Los días fueron pasando, transformándose en meses y años, y borraron de su mente la impresión de aquel fracaso amoroso. Al cumplir la edad establecida, su madre le entregó el anillo y un breve pergamino que, sin que él lo supiera, alguien había traído a su casa hacía relativamente poco tiempo. En él se leía un nombre y una dirección en Barcelona.
—Hijo, hace un mes alguien trajo esta misiva; debía entregártela a tu mayoría de edad. En ella leerás las instrucciones que debes seguir cuando llegues a la ciudad. Es algo así como un salvoconducto, que, si no he entendido mal, te abrirá las puertas hasta la persona que lo ha enviado. Ya eres un hombre y, aunque un sentimiento egoísta me impele a pedirte que permanezcas a mi lado, mi amor materno me indica que debo favorecer tu partida para no ser un obstáculo que se interponga en tu destino. No quiero ser un estorbo: marcha y no vuelvas la vista atrás.
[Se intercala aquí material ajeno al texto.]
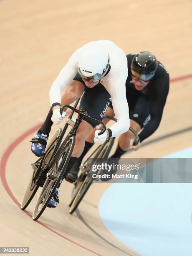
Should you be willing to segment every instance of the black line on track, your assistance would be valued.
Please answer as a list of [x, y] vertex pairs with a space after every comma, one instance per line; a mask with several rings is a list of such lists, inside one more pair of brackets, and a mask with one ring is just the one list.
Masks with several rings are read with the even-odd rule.
[[191, 131], [191, 130], [192, 130], [192, 126], [189, 126], [187, 128], [184, 128], [184, 129], [182, 129], [182, 130], [176, 131], [173, 133], [167, 133], [167, 134], [165, 134], [165, 135], [163, 135], [162, 136], [160, 136], [159, 137], [154, 139], [153, 140], [151, 140], [150, 141], [149, 141], [144, 143], [142, 145], [142, 146], [149, 145], [149, 144], [151, 144], [152, 143], [154, 143], [154, 142], [156, 142], [157, 141], [159, 141], [163, 140], [169, 137], [172, 137], [172, 136], [174, 136], [175, 135], [180, 134], [183, 133], [185, 133], [189, 131]]
[[[192, 126], [189, 126], [189, 127], [187, 127], [187, 128], [184, 128], [184, 129], [182, 129], [182, 130], [180, 130], [178, 131], [176, 131], [175, 132], [174, 132], [173, 133], [167, 133], [167, 134], [165, 134], [165, 135], [163, 135], [162, 136], [160, 136], [159, 137], [157, 137], [156, 138], [154, 139], [153, 140], [151, 140], [150, 141], [149, 141], [147, 142], [144, 143], [142, 145], [142, 146], [147, 146], [147, 145], [149, 145], [150, 144], [152, 144], [152, 143], [154, 143], [154, 142], [156, 142], [157, 141], [161, 141], [161, 140], [163, 140], [164, 139], [167, 138], [169, 138], [170, 137], [172, 137], [173, 136], [174, 136], [175, 135], [178, 135], [178, 134], [180, 134], [182, 133], [185, 133], [186, 132], [192, 130]], [[99, 233], [98, 233], [93, 228], [90, 226], [86, 222], [86, 221], [83, 219], [83, 216], [80, 213], [80, 212], [79, 211], [78, 209], [76, 211], [76, 214], [77, 215], [77, 216], [80, 220], [83, 222], [83, 223], [89, 229], [90, 229], [93, 233], [94, 233], [96, 236], [99, 237], [100, 238], [105, 241], [106, 243], [111, 246], [121, 251], [124, 253], [128, 255], [130, 255], [130, 256], [134, 256], [133, 254], [131, 254], [129, 253], [127, 253], [123, 250], [122, 250], [120, 248], [119, 248], [117, 246], [111, 243], [108, 241], [107, 239], [105, 238], [104, 237], [99, 235]]]
[[117, 249], [117, 250], [119, 250], [119, 251], [121, 251], [124, 252], [124, 253], [127, 254], [127, 255], [130, 255], [130, 256], [134, 256], [133, 254], [131, 254], [130, 253], [125, 251], [124, 251], [122, 249], [119, 248], [116, 246], [114, 245], [114, 244], [113, 244], [111, 243], [108, 241], [108, 240], [106, 239], [103, 236], [101, 236], [99, 233], [98, 233], [95, 230], [94, 230], [93, 228], [92, 228], [91, 227], [91, 226], [90, 226], [88, 225], [87, 222], [86, 222], [86, 221], [83, 219], [83, 216], [81, 214], [79, 210], [78, 210], [78, 209], [77, 209], [75, 212], [76, 215], [77, 215], [77, 216], [78, 217], [78, 218], [80, 220], [81, 220], [81, 221], [83, 222], [83, 223], [87, 227], [87, 228], [88, 228], [93, 233], [94, 233], [95, 235], [96, 235], [96, 236], [97, 236], [99, 237], [100, 238], [104, 240], [104, 241], [105, 241], [105, 242], [108, 243], [109, 245], [111, 246], [113, 246], [114, 248], [116, 248], [116, 249]]

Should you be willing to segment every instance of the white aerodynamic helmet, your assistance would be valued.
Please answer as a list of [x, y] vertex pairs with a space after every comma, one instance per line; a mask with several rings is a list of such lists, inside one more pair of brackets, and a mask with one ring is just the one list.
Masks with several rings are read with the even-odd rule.
[[108, 53], [98, 47], [90, 47], [85, 51], [80, 58], [78, 72], [83, 79], [96, 82], [105, 75], [109, 67]]

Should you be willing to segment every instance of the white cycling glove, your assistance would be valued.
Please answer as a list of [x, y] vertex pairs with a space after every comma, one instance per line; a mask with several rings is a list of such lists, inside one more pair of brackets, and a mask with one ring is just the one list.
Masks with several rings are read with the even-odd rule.
[[63, 111], [62, 114], [60, 114], [60, 109], [57, 108], [53, 110], [51, 121], [55, 124], [59, 124], [63, 120], [64, 118], [66, 115], [66, 112]]
[[102, 145], [107, 138], [107, 132], [105, 131], [103, 134], [98, 135], [100, 131], [101, 131], [100, 130], [97, 130], [95, 132], [95, 138], [94, 138], [94, 143], [95, 144]]

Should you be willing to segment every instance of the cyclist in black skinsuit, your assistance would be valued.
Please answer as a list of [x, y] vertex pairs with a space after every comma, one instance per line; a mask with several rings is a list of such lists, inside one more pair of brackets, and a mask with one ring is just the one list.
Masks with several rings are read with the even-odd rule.
[[[169, 92], [169, 73], [152, 54], [144, 51], [136, 54], [130, 54], [126, 57], [128, 76], [126, 83], [126, 97], [130, 126], [140, 133], [140, 141], [138, 145], [134, 146], [134, 139], [131, 132], [129, 131], [121, 134], [111, 158], [120, 158], [129, 149], [137, 150], [141, 143], [155, 131], [161, 121]], [[103, 115], [114, 115], [112, 105], [112, 102]], [[85, 148], [81, 156], [81, 159], [93, 145], [93, 134], [90, 134], [86, 138]], [[78, 170], [77, 165], [68, 175], [75, 179]]]

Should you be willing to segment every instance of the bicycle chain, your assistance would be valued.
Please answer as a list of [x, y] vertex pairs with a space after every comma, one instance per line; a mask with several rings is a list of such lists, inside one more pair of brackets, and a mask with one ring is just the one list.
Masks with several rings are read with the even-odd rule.
[[38, 175], [38, 177], [36, 179], [35, 181], [35, 184], [37, 185], [38, 182], [39, 181], [39, 179], [40, 179], [40, 177], [41, 176], [41, 174], [42, 174], [43, 172], [44, 171], [44, 167], [46, 165], [45, 161], [44, 161], [41, 165], [41, 170], [40, 171], [40, 172], [39, 173], [39, 175]]

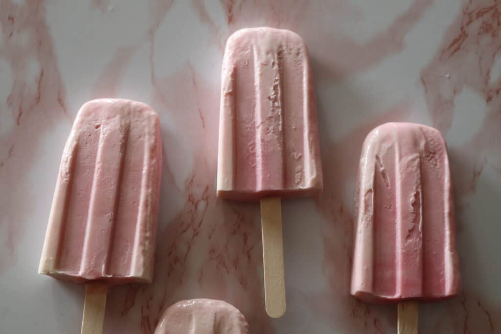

Aquí no tienes ya nada más que hacer.
—Madre, he esperado mucho tiempo, nada hay que no se pueda demorar unos meses: está por llegar la cosecha y no partiré dejándoos a vos sola con este trabajo. Cuando regrese, porque os juro, madre, que regresaré, habré sido digno de vuestros esfuerzos. Si no vuelvo, es que he muerto en el empeño.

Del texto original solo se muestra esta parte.